Knowledge Bases (RAG)

Bedrock Knowledge Bases is a fully managed RAG service. You point it at a data source (S3, Confluence, Salesforce, SharePoint, web crawl), it handles chunking, embedding, and indexing into a vector store, and exposes a RetrieveAndGenerate API.

Supported vector stores: Amazon OpenSearch Serverless (default), Amazon Aurora PostgreSQL (pgvector), Amazon RDS PostgreSQL (pgvector), Pinecone, Redis Enterprise Cloud, MongoDB Atlas.

Key parameters:

  • Chunking strategy: Fixed-size (tokens), semantic (sentence-boundary aware), hierarchical (parent-child), no chunking (full documents)
  • Overlap: Prevents context loss at chunk boundaries
  • Embedding model: Titan Embeddings V2 (1,536-dim) or Cohere Embed
  • Number of results (K): Top-K chunks retrieved before generation
python
bedrock_agent = boto3.client("bedrock-agent-runtime", region_name="us-east-1")

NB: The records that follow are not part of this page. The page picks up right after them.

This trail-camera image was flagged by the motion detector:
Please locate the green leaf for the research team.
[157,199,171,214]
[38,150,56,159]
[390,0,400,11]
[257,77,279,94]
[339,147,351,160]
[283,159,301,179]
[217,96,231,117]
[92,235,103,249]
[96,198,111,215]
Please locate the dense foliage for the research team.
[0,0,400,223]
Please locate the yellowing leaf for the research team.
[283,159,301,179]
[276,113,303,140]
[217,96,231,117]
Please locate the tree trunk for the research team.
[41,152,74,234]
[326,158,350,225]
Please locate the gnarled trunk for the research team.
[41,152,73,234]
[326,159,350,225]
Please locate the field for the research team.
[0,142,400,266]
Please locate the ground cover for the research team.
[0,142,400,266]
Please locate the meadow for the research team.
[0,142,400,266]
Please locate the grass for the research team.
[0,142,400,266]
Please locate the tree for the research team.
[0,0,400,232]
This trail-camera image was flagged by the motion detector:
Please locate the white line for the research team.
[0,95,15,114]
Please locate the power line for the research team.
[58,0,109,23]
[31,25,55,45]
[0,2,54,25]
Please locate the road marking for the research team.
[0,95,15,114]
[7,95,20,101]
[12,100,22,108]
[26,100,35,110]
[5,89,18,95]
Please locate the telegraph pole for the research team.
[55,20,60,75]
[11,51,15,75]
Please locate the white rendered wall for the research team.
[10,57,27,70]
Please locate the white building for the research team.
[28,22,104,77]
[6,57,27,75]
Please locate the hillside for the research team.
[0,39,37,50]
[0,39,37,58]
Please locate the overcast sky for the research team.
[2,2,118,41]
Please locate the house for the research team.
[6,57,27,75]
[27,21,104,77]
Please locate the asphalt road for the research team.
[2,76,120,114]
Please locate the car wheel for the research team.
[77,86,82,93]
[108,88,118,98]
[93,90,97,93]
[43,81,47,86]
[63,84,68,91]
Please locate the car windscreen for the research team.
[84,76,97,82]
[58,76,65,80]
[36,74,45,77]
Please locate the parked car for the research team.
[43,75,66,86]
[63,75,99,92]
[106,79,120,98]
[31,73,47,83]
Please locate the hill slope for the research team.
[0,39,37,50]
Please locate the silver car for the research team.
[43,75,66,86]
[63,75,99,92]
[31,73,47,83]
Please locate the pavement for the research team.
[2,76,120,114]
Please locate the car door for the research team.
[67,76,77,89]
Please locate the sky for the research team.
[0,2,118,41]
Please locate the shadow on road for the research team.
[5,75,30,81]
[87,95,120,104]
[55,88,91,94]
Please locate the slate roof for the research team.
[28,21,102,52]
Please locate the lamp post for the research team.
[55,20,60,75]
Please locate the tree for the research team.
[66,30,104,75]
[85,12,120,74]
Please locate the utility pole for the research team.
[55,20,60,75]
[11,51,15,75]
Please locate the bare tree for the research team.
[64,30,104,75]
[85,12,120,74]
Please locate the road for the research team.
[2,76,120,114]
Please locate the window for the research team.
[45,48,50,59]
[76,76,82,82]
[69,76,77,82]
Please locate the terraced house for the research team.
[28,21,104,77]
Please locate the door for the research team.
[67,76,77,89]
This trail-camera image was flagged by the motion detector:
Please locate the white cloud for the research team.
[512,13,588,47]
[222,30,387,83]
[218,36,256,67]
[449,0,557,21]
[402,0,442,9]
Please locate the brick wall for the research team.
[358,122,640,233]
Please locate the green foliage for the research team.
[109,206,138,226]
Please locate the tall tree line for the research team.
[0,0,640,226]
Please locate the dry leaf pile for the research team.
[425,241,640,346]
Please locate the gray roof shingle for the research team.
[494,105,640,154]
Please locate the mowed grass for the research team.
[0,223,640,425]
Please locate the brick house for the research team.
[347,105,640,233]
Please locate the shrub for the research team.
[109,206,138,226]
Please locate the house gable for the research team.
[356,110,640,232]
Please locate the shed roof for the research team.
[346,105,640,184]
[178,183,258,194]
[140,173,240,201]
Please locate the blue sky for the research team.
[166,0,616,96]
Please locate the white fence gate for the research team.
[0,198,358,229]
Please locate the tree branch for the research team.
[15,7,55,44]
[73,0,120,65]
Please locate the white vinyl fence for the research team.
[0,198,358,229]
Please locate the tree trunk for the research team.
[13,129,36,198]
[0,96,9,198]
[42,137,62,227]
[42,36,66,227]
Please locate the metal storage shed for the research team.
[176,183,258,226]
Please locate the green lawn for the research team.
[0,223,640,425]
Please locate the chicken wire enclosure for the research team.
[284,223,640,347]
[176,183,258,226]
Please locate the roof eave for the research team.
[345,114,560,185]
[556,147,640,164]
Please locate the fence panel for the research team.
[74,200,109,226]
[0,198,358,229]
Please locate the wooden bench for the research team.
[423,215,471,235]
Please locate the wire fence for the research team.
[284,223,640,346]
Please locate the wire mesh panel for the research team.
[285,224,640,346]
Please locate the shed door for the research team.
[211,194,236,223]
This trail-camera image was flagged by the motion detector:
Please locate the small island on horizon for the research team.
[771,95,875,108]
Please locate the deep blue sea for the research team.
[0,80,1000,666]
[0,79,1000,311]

# Retrieve and Generate (single API call for full RAG)
response = bedrock_agent.retrieve_and_generate(
    input={"text": "What are our refund policies for SaaS subscriptions?"},
    retrieveAndGenerateConfiguration={
        "type": "KNOWLEDGE_BASE",
        "knowledgeBaseConfiguration": {
            "knowledgeBaseId": "XYZABC123",
            "modelArn": "arn:aws:bedrock:us-east-1::foundation-model/anthropic.claude-3-5-sonnet-20241022-v2:0",
            "retrievalConfiguration": {
                "vectorSearchConfiguration": {"numberOfResults": 5}
            }
        }
    }
)
print(response["output"]["text"])
# Citations are in response["citations"]

# Retrieve-only (for custom generation logic)
retrieve_response = bedrock_agent.retrieve(
    knowledgeBaseId="XYZABC123",
    retrievalQuery={"text": "refund policy SaaS"},
    retrievalConfiguration={
        "vectorSearchConfiguration": {
            "numberOfResults": 10,
            "filter": {"equals": {"key": "documentType", "value": "policy"}}
        }
    }
)

Metadata filtering: Attach metadata to source documents (e.g., department, document_type, version). Filter at retrieval time to scope results without increasing K. See retrieval strategies for broader retrieval design patterns.

Bedrock Agents

Agents extend Bedrock FMs with tool use (function calling) and multi-step reasoning. You define Action Groups (OpenAPI schemas describing callable APIs or Lambda functions) and optionally attach a Knowledge Base. The agent autonomously decides which tools to call, in what order, to complete a user task. For a deeper look at agent design patterns, see agent architectures.

Components:

  • Agent: The FM + instruction prompt + action groups + KB
  • Action Group: A Lambda function or inline code block exposed via an OpenAPI schema
  • Session: Maintains conversation memory across multi-turn interactions
  • Alias: A versioned deployment target (like a Lambda alias)
  • Prompt overrides: Customize the orchestration, pre-processing, post-processing, or KB response prompts
python
# Invoking an agent
response = bedrock_agent.invoke_agent(
    agentId="AGENT123",
    agentAliasId="TSTALIASID",
    sessionId="user-session-abc",
    inputText="Book a flight from NYC to London next Tuesday, under $800"
)
# Response is a streaming EventStream
for event in response["completion"]:
    if "chunk" in event:
        print(event["chunk"]["bytes"].decode(), end="")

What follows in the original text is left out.